Wow! Looks like someone has been busy exploring…I can see that you’ve tapped into something that has meaning for you, and I am very, very happy to see that you are enjoying your journey. Yes, there may be ups and downs, but at least you’re not letting the downfalls of LA interfering with your happiness. You have a lot to give Dann. I’ve always known that about you. You have a certain sensitivity that you should embrace, and don’t be ashamed of being the nice guy that you are.

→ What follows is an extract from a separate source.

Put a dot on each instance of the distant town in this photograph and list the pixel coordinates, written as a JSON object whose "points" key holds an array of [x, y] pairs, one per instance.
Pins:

I love the pics in the blog, and I think having visuals always makes websites interesting. I like how you haven’t turned your writing into “bubble-gum stories” or 5-minutes reads for trips to the bathroom. Stay true to yourself.
Good luck,
Jennifer
wow…wow….wow! i wonder if your mind and spirit are as peaceful and free as your writing seems to be. it seems to flow without effort or concern–as if your muse is inspired and the words simply pour on the page with ease. different tone than i’ve ever seen in your writing. genuine–the writer becomes one with his experience and not only trusts, but finally believes.
yay for you, love.
jenn
xo
Thanks for the elucidating writing! I didn’t know any of that about Lake Tahoe. I agree with Jenn. Your writing seems to be flowing effortlessly. I have a question about the pictures. Are you using a particular setting your camera or working with them during post-production. I like their unusual colors. Thanks for including the photo captions at the end. The photograher in me was curious!
Keep up the good work,
Lucy
Hey,
Dann you are an amazing person. You have begun a journey that I believe will bring you some amazing adventure’s and opportunities. I am looking forward to following your journey virtually with you.